It really isn’t about me
so don’t make it to be…
2 “Has the Lord spoken only through Moses?” they asked. “Hasn’t he also spoken through us?” And the Lord heard this.
3 (Now Moses was a very humble man, more humble than anyone else on the face of the earth.)
4 At once the Lord said to Moses, Aaron and Miriam, “Come out to the tent of meeting, all three of you.” So the three of them went out. 5 Then the Lord came down in a pillar of cloud; he stood at the entrance to the tent and summoned Aaron and Miriam. When the two of them stepped forward, 6 he said, “Listen to my words:
“When there is a prophet among you, I, the Lord, reveal myself to them in visions, I speak to them in dreams. 7 But this is not true of my servant Moses; he is faithful in all my house. 8 With him I speak face to face, clearly and not in riddles; he sees the form of the Lord. Why then were you not afraid to speak against my servant Moses?” 9 The anger of the Lord burned against them, and he left them. ~numbers 12:2-9~
this is where humility goes right out the door for some, maybe a lot, of people… we don’t need him/her as we can do it ourselves; he/she’s not the only one who knows how to do that; i’m better qualified, i’m smarter, they ain’t sheet. does this sound familiar to anyone? i do as that is what has come out of my big, fat mouth on many occasions - to the detriment of myself and others.
instead of being happy for someone, especially when i didn’t agree or were jealous of them, i would attack them verbally, their abilities, their character, openly or under my breath. it is unfortunate that aaron and miriam decided to speak up and talk sheet about moses, making it worse by bringing The Lord’s name in on their conversation, and trying to boost their ego in verse 2. what that did was cause The Lord to be angry with them and she got punished for it as you read later and what brother chey brought up in his devo.
on the flipside from aaron and miriam you have moses who, in verse 3, was super humble and the relationship he had with The Lord was so tight that he was permitted to see (the form) of our Lord and speak to Him clearly and understand it plainly. the moral of this lesson is as what we were taught as kids - no grumble, be humble, or as some local families would say “‘eh, no grumble, stay humble.” how i wish i engrained that into my heart and mind instead of letting pride get the best of me. this continues to be a journey which i work on, work through, and work towards being more like moses and how he carried himself.

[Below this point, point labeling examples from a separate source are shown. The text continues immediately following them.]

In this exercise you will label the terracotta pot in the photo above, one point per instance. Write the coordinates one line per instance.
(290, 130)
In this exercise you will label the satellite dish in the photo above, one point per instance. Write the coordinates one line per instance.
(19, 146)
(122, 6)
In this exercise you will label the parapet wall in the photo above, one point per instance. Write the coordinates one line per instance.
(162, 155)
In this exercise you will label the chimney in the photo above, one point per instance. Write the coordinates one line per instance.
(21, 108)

thank you Father God that while you didn’t turn me leprous, you did let me go through the pain of suffering humility when i needed it most. instead of doing things that glorify you, i tried to be the center of attention. please don’t let me fall into that way of thinking and acting. Jesus, please teach me to be more like you each and every day. i humbly ask this in your mighty and loving name, amen!